The principal target organs in rodents receiving repeated exposures to THF are the central nervous system (CNS), kidney, and liver. The CNS effects caused by THF are thought to be mediated via the THF metabolites tetrahydro-2-furanone and 4-hydroxybutanoic acid. This is consistent with the CNS effects associated with these metabolites as well as the higher narcotic potency of THF in mice than in comparably exposed rats and the shorter half-life of THF in the presence of mouse versus rat hepatic microsomes. In contrast to the CNS effects, the male rat kidney tumors and female mouse liver tumors appear to be induced by the parent compound, not a metabolite. Lifetime exposures of rodents to tetrahydro-2-furanone, 4-hydroxybutanoic acid, and sodium succinate have not resulted in treatment-related carcinogenic effects, and a mechanistic study demonstrated that hepatocellular proliferation in female mice exposed to THF is actually enhanced by CYP450 inhibition, not decreased as one would predict if proliferation is mediated by a THF metabolite. The THF database has been reviewed against potential mode of action (MoA) candidates including direct DNA reactivity, cytotoxicity followed by regenerative cell proliferation, excessive accumulation of alpha 2u-globulin, exacerbation of rat chronic progressive nephropathy (CPN), and nuclear receptor (e.g., constitutive androstane receptor) activation leading to enzyme induction and enhanced cell proliferation. While the tumorigenic MoAs have not been identified, exacerbation of CPN (rat kidney) and nuclear receptor activation (mouse liver) are currently the more favored. BothMoAs are thought to involve nongenotoxic (i.e., threshold) events. CPN has no known counterpart in humans.

Incompatibilities

Forms thermally explosive peroxides in air on standing (in absence of inhibitors). Peroxides can be detonated by heating, friction, or impact. Reacts violently with strong oxidizers, strong bases and some metal halides.
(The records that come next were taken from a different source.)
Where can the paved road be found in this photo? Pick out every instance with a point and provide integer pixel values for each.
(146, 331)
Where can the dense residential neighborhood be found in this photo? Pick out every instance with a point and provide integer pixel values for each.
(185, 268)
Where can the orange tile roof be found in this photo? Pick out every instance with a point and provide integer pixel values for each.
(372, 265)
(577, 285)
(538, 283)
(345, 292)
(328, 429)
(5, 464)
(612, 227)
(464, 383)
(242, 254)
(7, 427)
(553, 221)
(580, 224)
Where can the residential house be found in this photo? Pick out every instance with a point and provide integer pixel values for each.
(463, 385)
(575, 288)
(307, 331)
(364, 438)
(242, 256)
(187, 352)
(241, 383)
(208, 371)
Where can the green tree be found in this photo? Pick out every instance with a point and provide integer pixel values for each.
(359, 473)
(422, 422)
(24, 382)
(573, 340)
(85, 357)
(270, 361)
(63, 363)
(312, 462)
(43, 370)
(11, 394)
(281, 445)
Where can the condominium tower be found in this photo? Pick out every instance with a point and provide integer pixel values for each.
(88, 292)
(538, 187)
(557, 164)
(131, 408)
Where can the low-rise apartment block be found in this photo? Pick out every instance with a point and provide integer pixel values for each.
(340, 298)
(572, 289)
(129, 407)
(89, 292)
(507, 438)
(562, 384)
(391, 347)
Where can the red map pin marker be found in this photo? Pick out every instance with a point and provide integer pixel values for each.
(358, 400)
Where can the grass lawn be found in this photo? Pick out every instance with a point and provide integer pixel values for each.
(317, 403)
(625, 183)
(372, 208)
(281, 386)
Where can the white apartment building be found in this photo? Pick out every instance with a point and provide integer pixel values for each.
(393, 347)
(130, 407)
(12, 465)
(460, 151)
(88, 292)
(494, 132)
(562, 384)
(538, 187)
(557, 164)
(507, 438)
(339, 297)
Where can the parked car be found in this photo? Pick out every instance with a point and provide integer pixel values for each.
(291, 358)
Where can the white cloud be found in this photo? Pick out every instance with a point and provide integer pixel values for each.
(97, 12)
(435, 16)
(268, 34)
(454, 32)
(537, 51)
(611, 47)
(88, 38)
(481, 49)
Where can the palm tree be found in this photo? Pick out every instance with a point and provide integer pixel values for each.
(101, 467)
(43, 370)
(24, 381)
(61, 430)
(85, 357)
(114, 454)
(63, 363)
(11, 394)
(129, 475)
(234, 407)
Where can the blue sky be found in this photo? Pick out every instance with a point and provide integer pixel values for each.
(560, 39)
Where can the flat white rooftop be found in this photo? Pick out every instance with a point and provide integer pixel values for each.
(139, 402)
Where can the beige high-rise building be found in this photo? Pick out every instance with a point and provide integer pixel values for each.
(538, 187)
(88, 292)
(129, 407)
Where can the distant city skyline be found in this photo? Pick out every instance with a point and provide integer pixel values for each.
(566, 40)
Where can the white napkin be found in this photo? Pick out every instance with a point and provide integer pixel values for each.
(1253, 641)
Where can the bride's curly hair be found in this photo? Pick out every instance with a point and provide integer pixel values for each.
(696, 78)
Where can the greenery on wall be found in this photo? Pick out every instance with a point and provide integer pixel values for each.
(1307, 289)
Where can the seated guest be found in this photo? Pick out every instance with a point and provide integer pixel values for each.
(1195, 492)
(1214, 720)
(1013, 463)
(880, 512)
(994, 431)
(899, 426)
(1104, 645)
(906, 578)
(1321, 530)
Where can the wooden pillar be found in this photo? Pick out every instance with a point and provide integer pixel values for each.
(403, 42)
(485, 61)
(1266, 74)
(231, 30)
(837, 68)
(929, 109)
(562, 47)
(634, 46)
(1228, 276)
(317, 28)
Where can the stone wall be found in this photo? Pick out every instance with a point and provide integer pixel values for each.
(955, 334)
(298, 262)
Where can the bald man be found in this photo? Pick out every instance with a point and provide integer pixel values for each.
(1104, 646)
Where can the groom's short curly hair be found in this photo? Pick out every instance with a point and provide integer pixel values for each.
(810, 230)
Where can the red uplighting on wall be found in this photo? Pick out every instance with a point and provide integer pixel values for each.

Attacks some forms of plastics, rubber and coatings.

Waste Disposal

Consult with environmental regulatory agencies for guidance on acceptable disposal practices. Generators of waste containing this contaminant (≥100 kg/mo) must conform with EPA regulations governing storage, transportation, treatment, and waste disposal. Concentrated waste containing peroxides-perforation of a container of the waste from a safe distance followed by open burning.